Posts Tagged ‘b-2 bomber crash’

The Cost of Bad Data? $1.4B in the Blink of an Eye

Sunday, August 17th, 2008

Spectacular footage of the B-2 Stealth bomber taking a dive on takeoff and crashing into billions of pieces (and greenbacks). Umibot is most interested in the underlying reasons for this catastrophe–the accident was preventable and not due to human error. A faulty data sensor was feeding exaggerated information about moisture content. This was complicated by incorrect airspeed readings. The crew safely ejected but had no chance to remediate the situation. The narration in this video is didactic:

Once could attribute this to simple bad luck, but in the case of large-scale systems, there’s probably (or should be) something else at work. The esteemed Don Norman (an adviser to UMI) has written extensively about this phenomenon. His editorial, “Human Error and the Design of Computer Systems,” from the ACM in 1990, states it clearly.

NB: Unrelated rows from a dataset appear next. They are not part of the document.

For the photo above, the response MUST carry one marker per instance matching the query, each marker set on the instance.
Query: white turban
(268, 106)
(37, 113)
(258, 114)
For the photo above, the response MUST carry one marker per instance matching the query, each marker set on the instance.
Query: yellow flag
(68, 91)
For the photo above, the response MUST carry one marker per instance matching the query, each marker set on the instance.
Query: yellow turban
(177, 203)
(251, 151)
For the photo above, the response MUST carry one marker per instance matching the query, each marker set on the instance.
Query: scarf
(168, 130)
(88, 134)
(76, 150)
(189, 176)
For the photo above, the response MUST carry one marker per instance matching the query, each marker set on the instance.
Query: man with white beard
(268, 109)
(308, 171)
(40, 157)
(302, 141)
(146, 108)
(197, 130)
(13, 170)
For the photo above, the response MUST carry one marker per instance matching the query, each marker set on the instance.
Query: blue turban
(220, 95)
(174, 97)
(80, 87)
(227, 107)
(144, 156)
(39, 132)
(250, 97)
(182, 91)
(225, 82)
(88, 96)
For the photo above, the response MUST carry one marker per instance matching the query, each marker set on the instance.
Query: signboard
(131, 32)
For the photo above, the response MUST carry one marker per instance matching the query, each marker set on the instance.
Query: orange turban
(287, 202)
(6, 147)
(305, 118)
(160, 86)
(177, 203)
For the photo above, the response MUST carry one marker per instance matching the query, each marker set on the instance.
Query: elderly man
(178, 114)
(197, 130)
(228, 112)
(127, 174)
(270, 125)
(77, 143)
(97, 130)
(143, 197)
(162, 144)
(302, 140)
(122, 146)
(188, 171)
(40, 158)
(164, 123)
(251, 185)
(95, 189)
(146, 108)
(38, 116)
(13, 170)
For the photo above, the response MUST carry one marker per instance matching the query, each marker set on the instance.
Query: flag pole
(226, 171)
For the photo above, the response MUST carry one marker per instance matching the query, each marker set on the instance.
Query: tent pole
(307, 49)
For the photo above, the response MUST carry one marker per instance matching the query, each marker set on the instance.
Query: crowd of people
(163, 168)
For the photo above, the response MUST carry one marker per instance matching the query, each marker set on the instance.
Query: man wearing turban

While UMI’s work does not have life- or national security-threatening undertones, the cost of bad data is still relevant. We wrote about this in a post last year (”How is Storm Tracking Like Local Search?”)–just as an automobile’s performance will be constrained by the inputs, an application’s value will be directly tied to the data flowing through it. Ian also spoke on The Design of Data in a 2006 conference.